U.S. President George W. Bush apologized to Iraq's prime minister for an American sniper's use of a copy of the Koran for target practice.

It was the highest level in a string of statements by U.S. officials trying to soothe anger over the shooting of Islam's holy book, particularly among Sunni Arabs who have become key allies in the fight against insurgents.

Prime Minister Nouri al-Maliki, a Shiite, told Bush of the "disappointment and anger of the people and government of Iraq over the soldier's disgraceful action," according to a statement from his office.

The U.S. military said Sunday it had disciplined the sniper and removed him from Iraq after he was found to have used Islam's holy book for target practice May 9 in a predominantly Sunni area west of Baghdad. The copy of the Koran was found two days later by Iraqis on a firing range in Radwaniyah with 14 bullet holes in it and graffiti written on its pages, tribal leaders said.

Similar perceived insults against Islam have sparked violent protests and the Americans appeared eager to contain the outrage.

White House press secretary Dana Perino said Bush spoke to al-Maliki about the Koran shooting incident during a regularly scheduled videoconference on Monday.

She said Bush expressed his "serious concern" and raised the issue of the soldier using a Koran "absolutely inappropriately."

He told the prime minister that the matter was being taken seriously and stressed that the soldier had been reprimanded and removed from Iraq, Perino said.

"He apologized for that in the sense that he said that we take it very seriously. We are concerned about the reaction. We wanted them to know that the president knew that this was wrong," she added.

The statement came after similar moves by the No. 2 U.S. commander in Iraq and an elaborate formal apology ceremony by the commander of American forces in Baghdad.

U.S. Maj. Gen. Jeffery Hammond, the Baghdad commander, met with tribal leaders in Radwaniyah to apologize while another American officer kissed a copy of the Koran before presenting it to the chiefs.

Lt. Gen. Lloyd J. Austin III also paid individual visits Monday to al-Maliki, a Shiite Muslim, Iraqi Vice President Tariq al-Hashemi and parliament speaker Mahmoud al-Mashhadani, both Sunni Arabs.

Al-Hashemi, the top Sunni Arab in the government, told Austin that "the feelings of bitterness and anger cannot be eased unless there is a deterrent punishment and real guarantees" such an incident won't be repeated, according to a statement from his office.

Al-Hashemi expressed his appreciation for the visit but asked for a written apology from the U.S. military.

The vice president's Iraqi Islamic Party also issued a tough statement saying that an apology alone was not enough and the U.S. military should impose the "severest punishment" on the soldier to ensure such an act doesn't happen again.

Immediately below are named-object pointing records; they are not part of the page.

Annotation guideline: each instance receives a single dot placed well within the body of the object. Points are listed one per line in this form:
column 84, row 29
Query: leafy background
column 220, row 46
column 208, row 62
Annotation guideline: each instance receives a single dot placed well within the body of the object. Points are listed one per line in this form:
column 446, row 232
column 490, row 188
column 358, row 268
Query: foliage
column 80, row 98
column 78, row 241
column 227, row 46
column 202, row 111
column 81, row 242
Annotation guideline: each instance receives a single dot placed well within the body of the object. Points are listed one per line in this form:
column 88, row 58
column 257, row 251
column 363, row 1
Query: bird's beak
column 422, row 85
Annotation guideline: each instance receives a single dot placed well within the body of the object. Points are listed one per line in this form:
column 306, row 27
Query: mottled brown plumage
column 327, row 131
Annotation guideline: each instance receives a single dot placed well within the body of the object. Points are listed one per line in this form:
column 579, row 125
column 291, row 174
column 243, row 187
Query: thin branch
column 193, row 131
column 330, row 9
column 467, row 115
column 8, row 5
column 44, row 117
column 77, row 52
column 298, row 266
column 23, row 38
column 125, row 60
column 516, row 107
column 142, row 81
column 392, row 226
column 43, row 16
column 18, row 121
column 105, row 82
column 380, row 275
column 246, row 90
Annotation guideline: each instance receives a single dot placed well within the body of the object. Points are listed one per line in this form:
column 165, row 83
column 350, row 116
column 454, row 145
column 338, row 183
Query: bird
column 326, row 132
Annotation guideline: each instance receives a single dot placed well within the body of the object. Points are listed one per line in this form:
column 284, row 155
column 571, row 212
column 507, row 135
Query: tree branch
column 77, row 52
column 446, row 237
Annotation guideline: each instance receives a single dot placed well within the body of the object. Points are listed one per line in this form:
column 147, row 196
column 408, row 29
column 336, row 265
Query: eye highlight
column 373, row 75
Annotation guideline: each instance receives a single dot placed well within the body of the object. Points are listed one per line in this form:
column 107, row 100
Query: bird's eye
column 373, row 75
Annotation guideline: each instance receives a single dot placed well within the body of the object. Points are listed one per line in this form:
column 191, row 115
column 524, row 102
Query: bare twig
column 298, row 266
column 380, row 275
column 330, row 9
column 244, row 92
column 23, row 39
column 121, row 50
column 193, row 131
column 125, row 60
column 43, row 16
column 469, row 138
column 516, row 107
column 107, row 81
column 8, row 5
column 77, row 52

Austin underlined in all three meetings that "the soldier had in fact been removed from Iraq. He assured them that the matter was serious and that we hold our soldiers accountable for their actions," the U.S. military said.

Al-Maliki's office said Bush told the prime minister that the sniper would face trial, but that could not immediately be confirmed.

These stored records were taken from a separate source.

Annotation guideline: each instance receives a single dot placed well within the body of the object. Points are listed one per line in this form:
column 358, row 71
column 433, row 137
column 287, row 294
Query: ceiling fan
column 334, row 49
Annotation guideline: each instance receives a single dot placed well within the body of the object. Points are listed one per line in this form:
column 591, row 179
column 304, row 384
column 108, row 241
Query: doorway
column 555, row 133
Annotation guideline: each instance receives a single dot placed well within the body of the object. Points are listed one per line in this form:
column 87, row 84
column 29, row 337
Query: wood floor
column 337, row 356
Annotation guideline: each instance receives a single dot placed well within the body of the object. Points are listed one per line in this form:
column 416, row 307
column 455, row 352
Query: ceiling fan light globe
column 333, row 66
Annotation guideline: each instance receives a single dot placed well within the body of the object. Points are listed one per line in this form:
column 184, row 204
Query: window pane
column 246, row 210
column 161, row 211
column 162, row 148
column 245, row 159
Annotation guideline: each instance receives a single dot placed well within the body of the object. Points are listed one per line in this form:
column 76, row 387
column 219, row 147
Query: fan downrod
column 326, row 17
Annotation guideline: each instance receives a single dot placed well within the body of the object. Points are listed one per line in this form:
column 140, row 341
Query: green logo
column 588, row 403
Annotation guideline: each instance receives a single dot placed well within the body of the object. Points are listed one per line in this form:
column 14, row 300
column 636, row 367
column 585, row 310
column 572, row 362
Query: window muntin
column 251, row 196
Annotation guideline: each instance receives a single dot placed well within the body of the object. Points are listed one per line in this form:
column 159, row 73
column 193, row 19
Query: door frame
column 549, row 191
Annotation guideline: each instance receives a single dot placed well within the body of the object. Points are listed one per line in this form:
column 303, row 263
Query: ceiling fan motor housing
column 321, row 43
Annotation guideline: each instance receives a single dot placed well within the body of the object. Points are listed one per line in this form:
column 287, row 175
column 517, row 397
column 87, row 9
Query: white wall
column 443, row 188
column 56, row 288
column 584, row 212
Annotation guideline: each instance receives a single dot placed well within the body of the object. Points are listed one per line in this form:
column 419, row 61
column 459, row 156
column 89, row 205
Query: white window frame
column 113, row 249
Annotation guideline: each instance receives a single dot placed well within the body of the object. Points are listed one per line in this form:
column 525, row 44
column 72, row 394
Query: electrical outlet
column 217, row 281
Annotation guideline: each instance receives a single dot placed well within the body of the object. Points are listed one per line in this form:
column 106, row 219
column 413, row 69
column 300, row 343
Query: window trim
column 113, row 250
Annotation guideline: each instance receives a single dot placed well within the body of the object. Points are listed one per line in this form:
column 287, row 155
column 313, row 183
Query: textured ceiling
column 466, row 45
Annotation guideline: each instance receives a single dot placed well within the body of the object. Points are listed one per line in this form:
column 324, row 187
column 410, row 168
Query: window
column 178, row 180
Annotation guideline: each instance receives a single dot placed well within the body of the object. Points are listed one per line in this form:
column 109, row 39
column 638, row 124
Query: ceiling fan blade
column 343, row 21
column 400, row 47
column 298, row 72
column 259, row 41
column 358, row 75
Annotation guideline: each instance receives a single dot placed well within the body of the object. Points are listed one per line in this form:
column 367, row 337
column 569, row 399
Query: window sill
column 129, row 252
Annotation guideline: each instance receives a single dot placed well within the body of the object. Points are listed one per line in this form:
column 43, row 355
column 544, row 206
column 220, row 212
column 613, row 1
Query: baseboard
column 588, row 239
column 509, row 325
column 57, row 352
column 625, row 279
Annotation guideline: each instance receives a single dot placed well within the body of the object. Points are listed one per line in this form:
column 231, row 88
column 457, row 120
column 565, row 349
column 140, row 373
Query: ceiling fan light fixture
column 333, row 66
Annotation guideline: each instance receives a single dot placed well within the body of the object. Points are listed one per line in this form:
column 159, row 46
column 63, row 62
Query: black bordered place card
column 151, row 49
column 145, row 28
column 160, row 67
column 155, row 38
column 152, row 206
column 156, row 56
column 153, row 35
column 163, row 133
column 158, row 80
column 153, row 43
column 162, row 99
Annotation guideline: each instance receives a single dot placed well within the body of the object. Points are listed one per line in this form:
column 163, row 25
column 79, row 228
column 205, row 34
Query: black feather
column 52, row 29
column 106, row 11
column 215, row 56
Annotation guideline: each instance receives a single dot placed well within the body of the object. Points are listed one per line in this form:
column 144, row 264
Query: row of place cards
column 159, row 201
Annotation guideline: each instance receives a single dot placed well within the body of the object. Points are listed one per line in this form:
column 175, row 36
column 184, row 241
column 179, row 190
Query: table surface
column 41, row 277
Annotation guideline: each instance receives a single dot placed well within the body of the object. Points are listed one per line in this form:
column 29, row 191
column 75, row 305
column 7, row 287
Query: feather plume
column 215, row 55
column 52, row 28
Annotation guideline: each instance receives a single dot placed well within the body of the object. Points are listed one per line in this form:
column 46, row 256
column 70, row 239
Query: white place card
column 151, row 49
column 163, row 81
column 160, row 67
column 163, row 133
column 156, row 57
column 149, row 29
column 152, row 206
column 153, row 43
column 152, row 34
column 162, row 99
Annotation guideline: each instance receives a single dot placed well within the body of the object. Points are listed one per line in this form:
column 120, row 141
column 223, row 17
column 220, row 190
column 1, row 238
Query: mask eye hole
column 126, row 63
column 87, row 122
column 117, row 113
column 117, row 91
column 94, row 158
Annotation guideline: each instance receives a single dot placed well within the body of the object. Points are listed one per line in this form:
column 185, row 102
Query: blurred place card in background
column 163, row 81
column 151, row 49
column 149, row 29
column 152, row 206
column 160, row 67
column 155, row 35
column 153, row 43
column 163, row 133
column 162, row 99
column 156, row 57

Separately, the statement said an Iraqi Cabinet meeting Tuesday called for the "severest" punishment against the sniper and warned of "grave consequences" if similarly offensive actions were committed in the future.

It also called on commanders of U.S.-led foreign troops in Iraq to educate their soldiers on the need to respect the religious beliefs of Iraqis.

On Tuesday, Khalaf al-Elyan, a senior Sunni Arab lawmaker, said the sniper must stand trial, preferably in Baghdad. "It is a dangerous case, we had been silent and accepted the killing of our sons, the destruction of our homes and the theft of our money but we do not accept insults to the holy Koran," he told a news conference.

Al-Elyan's party, the National Dialogue Council, is one of three making up the Iraqi Accordance Front, parliament's largest Sunni Arab bloc.